I like to think I’m careful when I read critiques about places from folks who don’t live in or near the communities they’re critiquing.

When something comes across my radar, it’s good to check the background of the author. I did that when I saw a pretty scathing critique on a website called Route Fifty. The author is a fellow named Michael Grass.

His background? His “about” page says he’s a former copy editor for Roll Call, a reputable political journal that covers Capitol Hill; he also has experience working with the Washington Post and the New York Observer.

Grass has posted a pretty sizzling analysis of Amarillo. The bottom line? If you’re looking for a local government job and you want to move to Amarillo to fill one of the many openings posted at City Hall … think long and hard before you take the plunge.

Amarillo, he says, might be the “most dysfunctional city” in the country.

The city manager’s exit has caught Grass’s attention.

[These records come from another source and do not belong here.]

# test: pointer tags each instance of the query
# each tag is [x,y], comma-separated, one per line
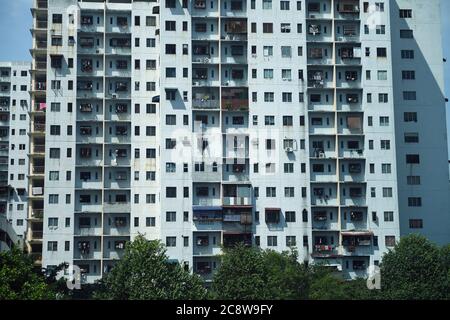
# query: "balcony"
[231,239]
[81,231]
[348,11]
[38,127]
[37,170]
[237,201]
[235,104]
[324,251]
[37,214]
[237,8]
[207,218]
[35,235]
[39,66]
[117,207]
[38,149]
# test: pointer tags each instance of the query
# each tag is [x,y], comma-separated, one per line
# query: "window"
[170,49]
[405,13]
[284,5]
[409,95]
[412,159]
[387,192]
[388,216]
[54,175]
[267,4]
[380,29]
[52,246]
[150,64]
[287,97]
[268,97]
[171,241]
[170,4]
[410,117]
[57,18]
[150,21]
[286,52]
[170,72]
[413,180]
[171,192]
[54,153]
[170,25]
[285,28]
[383,98]
[287,121]
[407,54]
[406,34]
[171,216]
[271,241]
[267,27]
[408,75]
[55,130]
[414,202]
[384,121]
[150,221]
[290,241]
[271,192]
[381,52]
[151,42]
[268,51]
[53,199]
[382,75]
[411,137]
[385,144]
[268,73]
[385,168]
[389,241]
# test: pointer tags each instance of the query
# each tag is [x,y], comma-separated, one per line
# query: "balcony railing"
[39,127]
[38,148]
[37,213]
[205,104]
[36,235]
[235,104]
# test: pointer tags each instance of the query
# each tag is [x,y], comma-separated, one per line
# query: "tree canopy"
[145,273]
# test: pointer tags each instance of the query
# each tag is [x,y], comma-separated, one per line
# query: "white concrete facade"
[14,142]
[206,123]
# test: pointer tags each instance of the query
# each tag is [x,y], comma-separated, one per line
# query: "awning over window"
[357,233]
[207,208]
[273,209]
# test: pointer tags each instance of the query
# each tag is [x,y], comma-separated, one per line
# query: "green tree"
[247,273]
[242,275]
[145,273]
[19,280]
[413,270]
[445,256]
[288,278]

City Manager Jarrett Atkinson is soon to be out the door. The City Council has to find another person to fill the job. Grass opines that the council is going to have a hard time finding a competent candidate willing to step into what he describes as “a municipal circus.”

He’s done some homework. Three new city council members — Elisha Demerson, Randy Burkett and Mark Nair — took office this spring. Nair then took the unusual step in calling for Atkinson’s resignation right away. Burkett demanded that the entire Amarillo Economic Development Corp. board be fired.

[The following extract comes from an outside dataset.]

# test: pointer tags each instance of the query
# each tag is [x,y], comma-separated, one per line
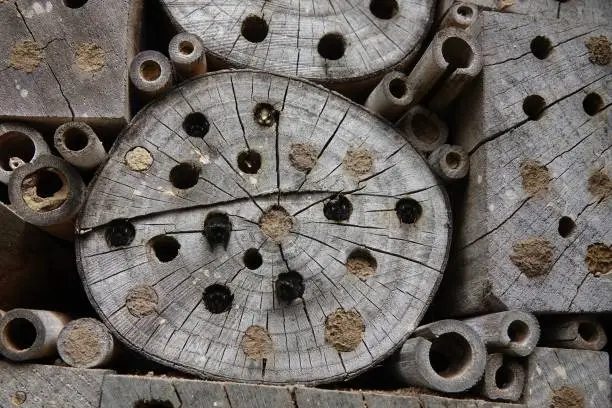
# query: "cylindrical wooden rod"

Nair and Burkett backed off their initial demands.

Still, City Attorney Marcus Norris quit; Assistant City Manager Vicki Covey retired.

The new three-member majority then engineered a citywide referendum on a project that’s been in the works for years. The multipurpose event venue will be on the ballot next Tuesday and voters will get to decide whether the $32 million project should include a ballpark.

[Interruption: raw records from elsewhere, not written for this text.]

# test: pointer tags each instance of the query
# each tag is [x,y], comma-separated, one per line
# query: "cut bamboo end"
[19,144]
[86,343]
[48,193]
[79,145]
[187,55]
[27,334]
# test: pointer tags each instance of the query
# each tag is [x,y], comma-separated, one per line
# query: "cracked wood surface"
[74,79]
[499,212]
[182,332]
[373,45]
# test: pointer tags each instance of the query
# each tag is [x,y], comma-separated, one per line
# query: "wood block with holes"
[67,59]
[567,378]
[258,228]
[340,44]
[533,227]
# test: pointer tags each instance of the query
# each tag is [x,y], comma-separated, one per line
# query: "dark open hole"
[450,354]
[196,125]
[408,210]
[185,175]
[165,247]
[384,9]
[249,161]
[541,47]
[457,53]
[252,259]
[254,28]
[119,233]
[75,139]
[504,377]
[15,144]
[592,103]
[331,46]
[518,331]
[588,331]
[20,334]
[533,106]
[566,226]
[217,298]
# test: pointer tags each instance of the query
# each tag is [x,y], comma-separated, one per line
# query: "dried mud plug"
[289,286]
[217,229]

Grass writes: “While Atkinson’s resignation, which is to take effect later in November, may have surprised some on the City Council—Nair said he ‘didn’t see it coming’—Amarillo Mayor Paul Harpole said that conflict among councilmembers made it very difficult for the city manager to do his job, citing a handful of problems.”

The city is seeking to fill a number of senior administrative positions. The city attorney still needs to be hired. Same with an assistant city manager. The city charter gives the city manager the authority to make those decisions — but hey, we soon won’t have a city manager, either!

The council has been bickering over budget matters, the future of downtown redevelopment, the status of non-profit organizations set up to help the city proceed with its downtown growth.

You name it, the council has been fighting about it.

Grass’s article wonders: Who in their right mind is going to step into that maelstrom?

It’s a question many of us who live here have been asking.